In the longer term, BKNG has rallied 41.5% over the past 52 weeks, considerably outpacing NASX’s 12.8% return. Moreover, on a YTD basis, shares of BKNG are down 1.4%, compared to NASX’s 5.3% decline over the same time frame. 

To confirm its bullish trend, BKNG has been trading above its 200-day moving average since the past year, with some fluctuations. The stock has remained above its 50-day moving average since mid-February.

www.barchart.com

Despite delivering better-than-expected Q4 results, Booking Holdings’ stock saw a slight dip following its Feb. 20 earnings release. The company reported adjusted EPS of $41.55 and revenue of $5.5 billion, exceeding expectations. Earnings surged 29.8% year-over-year, while revenue climbed 14.4%, driven by strong growth in gross bookings and growing demand for alternative accommodations. Additionally, operating income rose by a massive 183.9%, supported by a 10.4% reduction in operating expenses, reflecting BKNG’s effective cost-management strategies.
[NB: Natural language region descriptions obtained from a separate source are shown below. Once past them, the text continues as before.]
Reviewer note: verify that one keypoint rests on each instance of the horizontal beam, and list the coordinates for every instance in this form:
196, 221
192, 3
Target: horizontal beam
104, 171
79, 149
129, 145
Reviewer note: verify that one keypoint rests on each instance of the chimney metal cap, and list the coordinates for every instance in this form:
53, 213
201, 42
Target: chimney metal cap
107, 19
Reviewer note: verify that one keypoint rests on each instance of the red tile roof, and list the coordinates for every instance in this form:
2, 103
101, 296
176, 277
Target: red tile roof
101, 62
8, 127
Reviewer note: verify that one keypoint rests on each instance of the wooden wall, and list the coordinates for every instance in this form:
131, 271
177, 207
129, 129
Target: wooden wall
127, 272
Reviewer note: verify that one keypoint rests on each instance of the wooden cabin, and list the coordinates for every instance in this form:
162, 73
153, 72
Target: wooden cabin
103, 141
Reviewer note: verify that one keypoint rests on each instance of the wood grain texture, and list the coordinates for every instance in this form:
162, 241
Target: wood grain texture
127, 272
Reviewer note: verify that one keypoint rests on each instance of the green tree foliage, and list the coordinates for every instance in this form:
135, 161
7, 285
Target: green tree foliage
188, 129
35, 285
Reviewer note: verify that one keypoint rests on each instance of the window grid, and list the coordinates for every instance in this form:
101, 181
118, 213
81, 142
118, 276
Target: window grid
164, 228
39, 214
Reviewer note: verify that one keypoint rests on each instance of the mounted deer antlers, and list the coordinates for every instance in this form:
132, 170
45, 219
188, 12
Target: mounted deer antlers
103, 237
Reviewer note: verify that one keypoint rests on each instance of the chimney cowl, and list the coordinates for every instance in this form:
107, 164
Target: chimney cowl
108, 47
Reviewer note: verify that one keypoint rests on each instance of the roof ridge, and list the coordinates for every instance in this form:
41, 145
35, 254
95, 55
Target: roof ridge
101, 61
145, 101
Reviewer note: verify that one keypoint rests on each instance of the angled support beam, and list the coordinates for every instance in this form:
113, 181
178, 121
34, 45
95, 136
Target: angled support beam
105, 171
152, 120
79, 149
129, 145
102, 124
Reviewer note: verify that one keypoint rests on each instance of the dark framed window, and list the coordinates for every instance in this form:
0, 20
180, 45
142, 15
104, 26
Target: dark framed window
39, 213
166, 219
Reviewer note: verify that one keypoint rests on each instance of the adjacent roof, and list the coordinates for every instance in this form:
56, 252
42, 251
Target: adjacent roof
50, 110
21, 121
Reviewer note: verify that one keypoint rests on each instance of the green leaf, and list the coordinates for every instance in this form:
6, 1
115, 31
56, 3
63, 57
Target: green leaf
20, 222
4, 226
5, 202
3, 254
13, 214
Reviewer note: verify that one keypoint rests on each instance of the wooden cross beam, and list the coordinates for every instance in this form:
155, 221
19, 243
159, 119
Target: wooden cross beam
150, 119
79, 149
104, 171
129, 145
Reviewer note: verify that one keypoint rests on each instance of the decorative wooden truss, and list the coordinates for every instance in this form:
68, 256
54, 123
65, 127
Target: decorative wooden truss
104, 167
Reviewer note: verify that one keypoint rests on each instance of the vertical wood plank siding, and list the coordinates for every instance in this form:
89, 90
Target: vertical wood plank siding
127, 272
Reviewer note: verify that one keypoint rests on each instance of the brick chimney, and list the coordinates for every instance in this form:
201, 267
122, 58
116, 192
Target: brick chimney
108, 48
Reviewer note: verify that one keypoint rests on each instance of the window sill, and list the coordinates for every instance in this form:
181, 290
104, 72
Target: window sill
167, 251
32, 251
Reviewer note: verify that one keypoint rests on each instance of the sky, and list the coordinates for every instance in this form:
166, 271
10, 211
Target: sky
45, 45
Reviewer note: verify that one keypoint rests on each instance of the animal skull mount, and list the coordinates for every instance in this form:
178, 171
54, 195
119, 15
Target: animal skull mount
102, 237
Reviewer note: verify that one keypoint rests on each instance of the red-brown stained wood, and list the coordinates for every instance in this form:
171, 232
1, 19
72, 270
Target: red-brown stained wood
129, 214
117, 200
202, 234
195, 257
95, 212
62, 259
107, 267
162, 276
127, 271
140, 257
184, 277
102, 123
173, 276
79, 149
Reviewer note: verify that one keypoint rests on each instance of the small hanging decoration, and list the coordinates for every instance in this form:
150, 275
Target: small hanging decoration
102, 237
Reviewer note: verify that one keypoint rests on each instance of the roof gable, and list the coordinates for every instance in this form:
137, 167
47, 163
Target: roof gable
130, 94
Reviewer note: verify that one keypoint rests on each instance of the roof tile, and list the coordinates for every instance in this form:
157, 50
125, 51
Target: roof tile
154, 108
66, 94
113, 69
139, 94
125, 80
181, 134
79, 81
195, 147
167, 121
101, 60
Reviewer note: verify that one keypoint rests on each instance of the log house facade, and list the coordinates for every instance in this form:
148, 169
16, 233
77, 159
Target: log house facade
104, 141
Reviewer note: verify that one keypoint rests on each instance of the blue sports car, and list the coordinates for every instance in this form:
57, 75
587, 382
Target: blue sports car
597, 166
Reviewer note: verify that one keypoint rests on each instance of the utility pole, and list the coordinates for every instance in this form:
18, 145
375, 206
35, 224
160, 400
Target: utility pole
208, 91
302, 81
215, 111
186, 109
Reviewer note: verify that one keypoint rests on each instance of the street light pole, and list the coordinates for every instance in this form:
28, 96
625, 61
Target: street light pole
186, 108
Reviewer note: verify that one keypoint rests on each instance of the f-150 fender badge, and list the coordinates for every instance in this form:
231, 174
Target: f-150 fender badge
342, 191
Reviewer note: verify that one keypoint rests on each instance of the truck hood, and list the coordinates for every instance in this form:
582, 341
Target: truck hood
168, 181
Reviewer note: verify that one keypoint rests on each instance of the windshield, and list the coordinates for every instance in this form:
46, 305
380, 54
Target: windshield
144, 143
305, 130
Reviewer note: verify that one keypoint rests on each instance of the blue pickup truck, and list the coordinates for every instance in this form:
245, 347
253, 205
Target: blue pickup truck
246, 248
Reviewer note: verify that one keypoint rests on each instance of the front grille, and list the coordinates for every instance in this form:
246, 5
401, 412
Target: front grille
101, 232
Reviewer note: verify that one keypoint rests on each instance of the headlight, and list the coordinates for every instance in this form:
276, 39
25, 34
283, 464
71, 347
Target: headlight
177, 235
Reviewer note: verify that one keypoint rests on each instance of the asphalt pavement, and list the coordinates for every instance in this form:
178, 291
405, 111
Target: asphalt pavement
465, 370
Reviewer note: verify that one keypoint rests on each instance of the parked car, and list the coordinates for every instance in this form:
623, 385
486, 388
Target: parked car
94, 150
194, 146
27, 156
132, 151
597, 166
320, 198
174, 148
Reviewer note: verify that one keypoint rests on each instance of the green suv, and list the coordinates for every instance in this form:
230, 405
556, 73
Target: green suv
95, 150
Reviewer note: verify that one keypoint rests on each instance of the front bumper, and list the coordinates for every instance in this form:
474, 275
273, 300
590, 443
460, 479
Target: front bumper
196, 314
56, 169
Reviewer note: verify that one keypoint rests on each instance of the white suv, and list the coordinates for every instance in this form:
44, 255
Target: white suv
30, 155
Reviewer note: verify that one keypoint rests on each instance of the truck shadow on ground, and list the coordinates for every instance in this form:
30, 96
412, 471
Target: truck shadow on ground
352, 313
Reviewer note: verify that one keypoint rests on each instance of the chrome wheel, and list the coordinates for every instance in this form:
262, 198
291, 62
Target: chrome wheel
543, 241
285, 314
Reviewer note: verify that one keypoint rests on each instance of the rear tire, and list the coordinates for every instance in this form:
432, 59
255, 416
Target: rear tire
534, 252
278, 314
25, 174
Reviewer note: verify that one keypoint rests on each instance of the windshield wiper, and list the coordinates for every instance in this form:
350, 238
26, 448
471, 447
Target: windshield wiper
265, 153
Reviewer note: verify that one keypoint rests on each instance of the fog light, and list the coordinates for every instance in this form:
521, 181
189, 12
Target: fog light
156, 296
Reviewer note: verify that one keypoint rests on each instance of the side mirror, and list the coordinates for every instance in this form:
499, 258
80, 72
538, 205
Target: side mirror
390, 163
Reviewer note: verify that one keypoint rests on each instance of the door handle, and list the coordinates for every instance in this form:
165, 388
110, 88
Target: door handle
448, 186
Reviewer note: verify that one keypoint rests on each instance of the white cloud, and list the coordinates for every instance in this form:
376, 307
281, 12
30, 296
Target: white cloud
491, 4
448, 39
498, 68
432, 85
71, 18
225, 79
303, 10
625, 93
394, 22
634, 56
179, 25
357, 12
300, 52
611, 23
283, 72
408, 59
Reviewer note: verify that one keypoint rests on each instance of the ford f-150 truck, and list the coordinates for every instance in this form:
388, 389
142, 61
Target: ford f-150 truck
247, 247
BKNG has outpaced its rival, Trip.com Group Limited’s (TCOM) 39.4% gain over the past 52 weeks and 13.6% decline on a YTD basis. 

Given BKNG’s recent outperformance, analysts remain moderately optimistic about its prospects. The stock has a consensus rating of “Moderate Buy” from the 35 analysts covering it, and the mean price target of $5,610.83 suggests a notable 14.5% premium to its current levels.